Anastassia Kornilova


An Item Response Theory Framework for Persuasion
Anastassia Kornilova | Vladimir Eidelman | Daniel Douglass
Findings of the Association for Computational Linguistics: NAACL 2022

In this paper, we apply Item Response Theory, popular in education and political science research, to the analysis of argument persuasiveness in language. We empirically evaluate the model’s performance on three datasets, including a novel dataset in the area of political advocacy. We show the advantages of separating these components under several style and content representations, including evaluating the ability of the speaker embeddings generated by the model to parallel real-world observations about persuadability.


BillSum: A Corpus for Automatic Summarization of US Legislation
Anastassia Kornilova | Vladimir Eidelman
Proceedings of the 2nd Workshop on New Frontiers in Summarization

Automatic summarization methods have been studied on a variety of domains, including news and scientific articles. Yet, legislation has not previously been considered for this task, despite US Congress and state governments releasing tens of thousands of bills every year. In this paper, we introduce BillSum, the first dataset for summarization of US Congressional and California state bills. We explain the properties of the dataset that make it more challenging to process than other domains. Then, we benchmark extractive methods that consider neural sentence representations and traditional contextual features. Finally, we demonstrate that models built on Congressional bills can be used to summarize California billa, thus, showing that methods developed on this dataset can transfer to states without human-written summaries.

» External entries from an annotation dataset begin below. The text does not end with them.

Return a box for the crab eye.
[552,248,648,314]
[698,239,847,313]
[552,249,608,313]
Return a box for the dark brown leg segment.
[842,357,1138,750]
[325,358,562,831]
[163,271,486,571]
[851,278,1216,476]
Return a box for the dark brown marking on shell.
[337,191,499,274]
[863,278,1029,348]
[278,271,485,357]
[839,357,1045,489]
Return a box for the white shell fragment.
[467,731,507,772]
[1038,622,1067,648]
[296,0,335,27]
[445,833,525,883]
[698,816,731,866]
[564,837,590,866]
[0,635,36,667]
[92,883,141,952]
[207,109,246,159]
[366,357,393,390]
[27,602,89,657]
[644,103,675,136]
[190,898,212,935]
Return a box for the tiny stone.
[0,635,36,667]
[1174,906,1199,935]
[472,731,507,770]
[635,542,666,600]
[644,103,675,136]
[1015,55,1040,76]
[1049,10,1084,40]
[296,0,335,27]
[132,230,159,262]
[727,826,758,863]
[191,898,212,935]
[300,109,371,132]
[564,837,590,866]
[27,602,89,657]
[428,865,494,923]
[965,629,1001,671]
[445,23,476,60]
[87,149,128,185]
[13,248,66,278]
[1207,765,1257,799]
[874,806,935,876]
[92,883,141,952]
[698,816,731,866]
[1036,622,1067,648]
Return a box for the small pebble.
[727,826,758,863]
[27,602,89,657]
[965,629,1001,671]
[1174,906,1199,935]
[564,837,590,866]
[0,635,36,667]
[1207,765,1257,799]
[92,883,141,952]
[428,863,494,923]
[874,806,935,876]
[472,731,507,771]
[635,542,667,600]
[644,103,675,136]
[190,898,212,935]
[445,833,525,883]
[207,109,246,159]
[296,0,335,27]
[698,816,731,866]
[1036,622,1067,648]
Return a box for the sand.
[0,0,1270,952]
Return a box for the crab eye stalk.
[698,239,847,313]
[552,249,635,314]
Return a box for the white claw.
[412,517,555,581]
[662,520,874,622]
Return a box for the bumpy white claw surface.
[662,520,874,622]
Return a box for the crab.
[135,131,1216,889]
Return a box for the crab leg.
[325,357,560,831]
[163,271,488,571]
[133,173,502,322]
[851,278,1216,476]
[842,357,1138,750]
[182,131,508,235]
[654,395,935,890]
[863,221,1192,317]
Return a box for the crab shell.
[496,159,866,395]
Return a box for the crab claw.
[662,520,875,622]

How Predictable is Your State? Leveraging Lexical and Contextual Information for Predicting Legislative Floor Action at the State Level
Vladimir Eidelman | Anastassia Kornilova | Daniel Argyle
Proceedings of the 27th International Conference on Computational Linguistics

Modeling U.S. Congressional legislation and roll-call votes has received significant attention in previous literature, and while legislators across 50 state governments and D.C. propose over 100,000 bills each year, enacting over 30% of them on average, state level analysis has received relatively less attention due in part to the difficulty in obtaining the necessary data. Since each state legislature is guided by their own procedures, politics and issues, however, it is difficult to qualitatively asses the factors that affect the likelihood of a legislative initiative succeeding. We present several methods for modeling the likelihood of a bill receiving floor action across all 50 states and D.C. We utilize the lexical content of over 1 million bills, along with contextual legislature and legislator derived features to build our predictive models, allowing a comparison of what factors are important to the lawmaking process. Furthermore, we show that these signals hold complementary predictive power, together achieving an average improvement in accuracy of 18% over state specific baselines.

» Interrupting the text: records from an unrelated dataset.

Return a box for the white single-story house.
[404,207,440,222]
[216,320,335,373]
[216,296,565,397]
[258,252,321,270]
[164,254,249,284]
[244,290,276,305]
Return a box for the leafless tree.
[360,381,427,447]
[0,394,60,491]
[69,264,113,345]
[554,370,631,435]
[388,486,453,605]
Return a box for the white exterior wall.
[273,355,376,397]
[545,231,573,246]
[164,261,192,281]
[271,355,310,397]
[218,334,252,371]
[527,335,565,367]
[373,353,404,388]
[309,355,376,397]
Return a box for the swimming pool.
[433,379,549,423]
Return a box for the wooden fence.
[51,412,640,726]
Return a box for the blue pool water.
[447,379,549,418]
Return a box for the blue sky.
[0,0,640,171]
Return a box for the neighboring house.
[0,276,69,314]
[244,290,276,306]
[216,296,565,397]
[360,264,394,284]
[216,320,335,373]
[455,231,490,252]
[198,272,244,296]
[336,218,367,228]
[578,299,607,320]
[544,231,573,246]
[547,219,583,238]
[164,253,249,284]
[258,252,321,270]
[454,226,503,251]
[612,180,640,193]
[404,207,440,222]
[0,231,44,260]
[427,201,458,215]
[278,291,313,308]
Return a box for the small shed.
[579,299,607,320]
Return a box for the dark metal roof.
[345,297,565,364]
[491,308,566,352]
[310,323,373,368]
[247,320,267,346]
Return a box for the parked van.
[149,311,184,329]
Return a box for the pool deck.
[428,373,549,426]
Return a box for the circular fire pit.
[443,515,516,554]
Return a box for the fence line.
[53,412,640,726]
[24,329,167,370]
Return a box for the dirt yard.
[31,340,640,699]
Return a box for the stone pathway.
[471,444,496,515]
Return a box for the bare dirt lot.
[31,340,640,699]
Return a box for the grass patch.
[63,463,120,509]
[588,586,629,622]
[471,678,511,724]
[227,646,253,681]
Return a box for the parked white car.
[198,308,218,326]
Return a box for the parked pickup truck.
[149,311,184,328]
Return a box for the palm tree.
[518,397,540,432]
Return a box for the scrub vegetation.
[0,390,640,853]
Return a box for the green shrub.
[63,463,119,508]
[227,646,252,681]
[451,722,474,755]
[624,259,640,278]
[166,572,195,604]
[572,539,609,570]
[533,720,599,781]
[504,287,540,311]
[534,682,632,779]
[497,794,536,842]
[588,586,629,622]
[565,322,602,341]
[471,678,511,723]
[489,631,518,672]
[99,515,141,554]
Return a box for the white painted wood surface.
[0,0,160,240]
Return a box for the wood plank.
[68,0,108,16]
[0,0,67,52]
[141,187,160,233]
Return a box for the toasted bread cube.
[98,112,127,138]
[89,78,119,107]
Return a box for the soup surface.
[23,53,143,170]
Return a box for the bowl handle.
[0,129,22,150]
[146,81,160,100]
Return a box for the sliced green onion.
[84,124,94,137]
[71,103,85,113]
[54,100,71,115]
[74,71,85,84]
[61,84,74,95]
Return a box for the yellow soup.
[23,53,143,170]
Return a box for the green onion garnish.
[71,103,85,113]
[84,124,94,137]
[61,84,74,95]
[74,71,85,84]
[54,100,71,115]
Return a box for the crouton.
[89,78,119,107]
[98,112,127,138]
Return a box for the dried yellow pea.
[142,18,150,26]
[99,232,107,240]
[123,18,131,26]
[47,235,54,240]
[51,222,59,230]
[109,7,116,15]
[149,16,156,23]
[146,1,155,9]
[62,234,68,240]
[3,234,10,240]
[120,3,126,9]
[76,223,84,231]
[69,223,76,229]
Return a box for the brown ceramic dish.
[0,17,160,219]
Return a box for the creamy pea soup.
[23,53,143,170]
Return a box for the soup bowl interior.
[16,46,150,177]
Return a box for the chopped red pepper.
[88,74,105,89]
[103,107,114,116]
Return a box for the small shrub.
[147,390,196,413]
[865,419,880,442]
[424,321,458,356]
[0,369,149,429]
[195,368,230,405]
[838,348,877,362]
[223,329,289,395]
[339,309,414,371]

Party Matters: Enhancing Legislative Embeddings with Author Attributes for Vote Prediction
Anastassia Kornilova | Daniel Argyle | Vladimir Eidelman
Proceedings of the 56th Annual Meeting of the Association for Computational Linguistics (Volume 2: Short Papers)

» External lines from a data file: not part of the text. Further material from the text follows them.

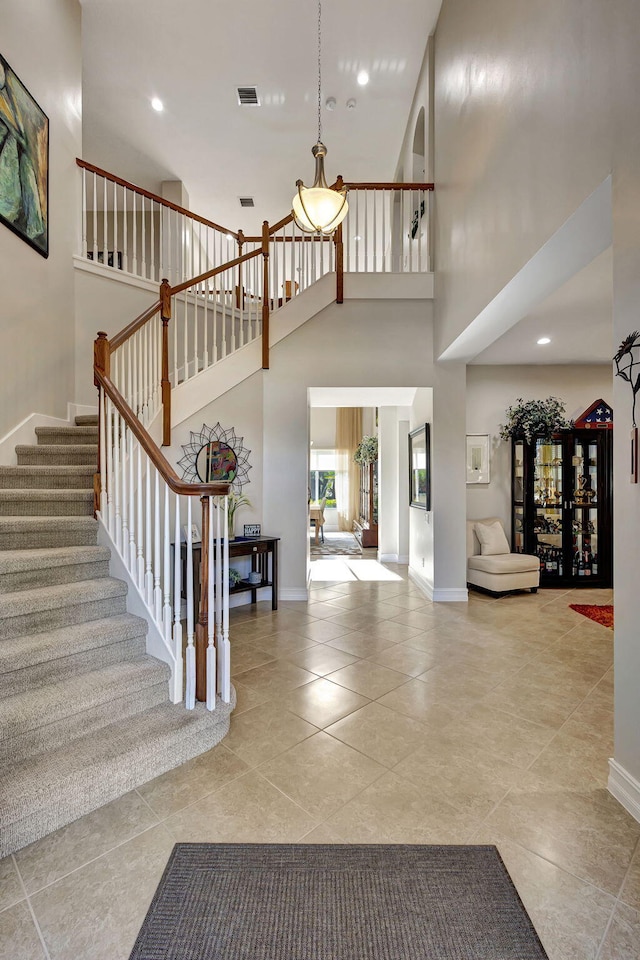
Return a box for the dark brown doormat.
[131,843,547,960]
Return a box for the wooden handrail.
[109,300,162,353]
[76,157,238,240]
[345,180,433,190]
[169,248,262,296]
[93,368,231,497]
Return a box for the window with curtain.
[309,449,336,507]
[336,407,362,531]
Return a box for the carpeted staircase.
[0,417,231,857]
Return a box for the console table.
[180,537,280,617]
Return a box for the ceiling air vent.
[238,87,260,107]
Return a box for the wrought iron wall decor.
[178,423,251,494]
[613,330,640,483]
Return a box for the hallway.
[0,559,640,960]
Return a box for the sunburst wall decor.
[178,423,251,493]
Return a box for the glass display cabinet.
[512,410,613,587]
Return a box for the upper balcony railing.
[85,160,433,709]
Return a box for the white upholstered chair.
[467,517,540,593]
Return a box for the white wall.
[0,0,82,436]
[263,300,433,599]
[74,260,158,406]
[434,0,640,819]
[467,364,615,535]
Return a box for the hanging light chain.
[318,0,322,143]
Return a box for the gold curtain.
[336,407,362,531]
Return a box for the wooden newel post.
[236,230,244,310]
[93,330,111,387]
[93,330,111,516]
[262,220,269,370]
[333,223,344,303]
[196,497,209,703]
[160,279,171,447]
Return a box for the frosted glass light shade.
[292,186,349,233]
[291,140,349,236]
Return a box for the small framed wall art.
[409,423,431,510]
[467,433,490,483]
[0,54,49,257]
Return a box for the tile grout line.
[11,853,51,960]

Predicting how Congressional legislators will vote is important for understanding their past and future behavior. However, previous work on roll-call prediction has been limited to single session settings, thus not allowing for generalization across sessions. In this paper, we show that text alone is insufficient for modeling voting outcomes in new contexts, as session changes lead to changes in the underlying data generation process. We propose a novel neural method for encoding documents alongside additional metadata, achieving an average of a 4% boost in accuracy over the previous state-of-the-art.